"Showpiece" Metaverse Is Over... Practical Solutions Seen Through Minato City Case

March 2025: Tokyo Minato Ward officially opened the "Minato Ward Metaverse General Branch Office." Citizens can now access virtual space to process civil complaints and receive consultations without visiting the actual ward office. This experiment by Minato Ward focusing on "small and clear purpose" raises again the essential question that Seoul city large-scale project "Metaverse Seoul" missed: "Why should citizens enter the metaverse?" Minato Ward showed not what to "display" but what to "help." Minato Ward treats metaverse not as a 3D promotional venue where avatars wander around, but as a genuine alternative administrative space.
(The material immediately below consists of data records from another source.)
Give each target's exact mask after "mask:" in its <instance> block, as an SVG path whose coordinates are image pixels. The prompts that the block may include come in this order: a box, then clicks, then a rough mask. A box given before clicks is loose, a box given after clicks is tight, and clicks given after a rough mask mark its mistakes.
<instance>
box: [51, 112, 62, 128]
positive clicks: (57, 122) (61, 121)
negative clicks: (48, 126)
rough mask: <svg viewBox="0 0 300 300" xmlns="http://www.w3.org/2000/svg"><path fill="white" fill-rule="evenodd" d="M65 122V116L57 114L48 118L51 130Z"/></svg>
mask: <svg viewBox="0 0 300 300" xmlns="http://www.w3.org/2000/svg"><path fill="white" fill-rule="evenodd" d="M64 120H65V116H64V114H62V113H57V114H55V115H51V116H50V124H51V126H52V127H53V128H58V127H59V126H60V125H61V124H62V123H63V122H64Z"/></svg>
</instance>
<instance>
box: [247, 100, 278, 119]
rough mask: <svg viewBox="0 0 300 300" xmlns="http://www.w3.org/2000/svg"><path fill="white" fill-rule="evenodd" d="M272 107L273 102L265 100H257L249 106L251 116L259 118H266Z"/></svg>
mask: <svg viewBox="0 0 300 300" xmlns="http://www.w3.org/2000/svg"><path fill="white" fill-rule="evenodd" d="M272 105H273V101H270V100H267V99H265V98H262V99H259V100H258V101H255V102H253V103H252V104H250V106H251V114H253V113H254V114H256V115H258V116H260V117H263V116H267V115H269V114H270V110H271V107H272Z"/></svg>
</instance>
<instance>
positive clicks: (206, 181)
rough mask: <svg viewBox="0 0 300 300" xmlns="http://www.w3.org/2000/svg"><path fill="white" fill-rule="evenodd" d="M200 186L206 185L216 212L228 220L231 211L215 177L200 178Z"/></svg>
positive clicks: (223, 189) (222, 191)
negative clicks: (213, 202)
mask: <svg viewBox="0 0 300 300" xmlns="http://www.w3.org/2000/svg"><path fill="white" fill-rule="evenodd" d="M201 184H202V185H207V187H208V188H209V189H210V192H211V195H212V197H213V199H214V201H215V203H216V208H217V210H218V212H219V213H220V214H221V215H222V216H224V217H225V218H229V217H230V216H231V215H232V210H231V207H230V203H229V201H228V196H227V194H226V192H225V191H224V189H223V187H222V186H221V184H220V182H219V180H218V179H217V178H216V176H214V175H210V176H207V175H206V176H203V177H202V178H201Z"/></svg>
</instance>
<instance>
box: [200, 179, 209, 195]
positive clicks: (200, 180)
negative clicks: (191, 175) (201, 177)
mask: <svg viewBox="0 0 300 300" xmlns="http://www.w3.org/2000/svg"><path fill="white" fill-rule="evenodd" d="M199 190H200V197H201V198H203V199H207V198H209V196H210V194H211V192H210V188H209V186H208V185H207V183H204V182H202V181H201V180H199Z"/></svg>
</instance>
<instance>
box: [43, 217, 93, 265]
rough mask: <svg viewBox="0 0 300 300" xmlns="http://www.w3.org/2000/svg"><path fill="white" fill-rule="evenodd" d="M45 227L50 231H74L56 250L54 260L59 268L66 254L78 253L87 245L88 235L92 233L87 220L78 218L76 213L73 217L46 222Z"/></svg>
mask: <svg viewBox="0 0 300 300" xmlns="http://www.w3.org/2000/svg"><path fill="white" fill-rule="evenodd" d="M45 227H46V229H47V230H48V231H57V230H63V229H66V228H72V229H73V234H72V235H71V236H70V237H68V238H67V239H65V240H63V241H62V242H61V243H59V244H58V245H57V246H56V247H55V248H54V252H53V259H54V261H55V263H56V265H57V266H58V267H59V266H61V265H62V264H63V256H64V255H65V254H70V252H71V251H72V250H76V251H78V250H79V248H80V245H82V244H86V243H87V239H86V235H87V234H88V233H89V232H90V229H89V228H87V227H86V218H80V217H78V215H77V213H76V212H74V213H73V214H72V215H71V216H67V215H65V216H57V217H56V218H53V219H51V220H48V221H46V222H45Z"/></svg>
The practical design: citizens can enter a virtual ward office through a smartphone or PC browser (no VR headset required); virtual staff avatars (operated by real civil servants) answer questions and guide through procedures; common services available include consultation scheduling, permit application guidance, and information provision; the interface is deliberately simple (2D avatar-based rather than photorealistic 3D) to minimize the technical barrier to access. Why this works where Metaverse Seoul did not: Minato Ward started with a specific problem (elderly and physically limited citizens struggling to visit ward offices) and designed a metaverse solution for that specific problem; Metaverse Seoul started with the technology and sought use cases afterward; purpose-first design creates genuine user value; technology-first design creates impressive demonstrations that people visit once. The accessibility advantage: the virtual ward office is available 24/7 (unlike physical offices); accessible from anywhere with internet; particularly valuable for residents with mobility limitations, working hours conflicts, or who live far from ward offices; the real-world utility creates repeat visits unlike entertainment metaverse applications. The scalability lesson: Minato Ward model can be replicated by any municipality with a browser-based virtual environment and willingness to staff it with real civil servants during operating hours; the technology investment is modest compared to full immersive VR; the organizational investment (training staff to operate in virtual environment, redesigning service workflows) is the real challenge.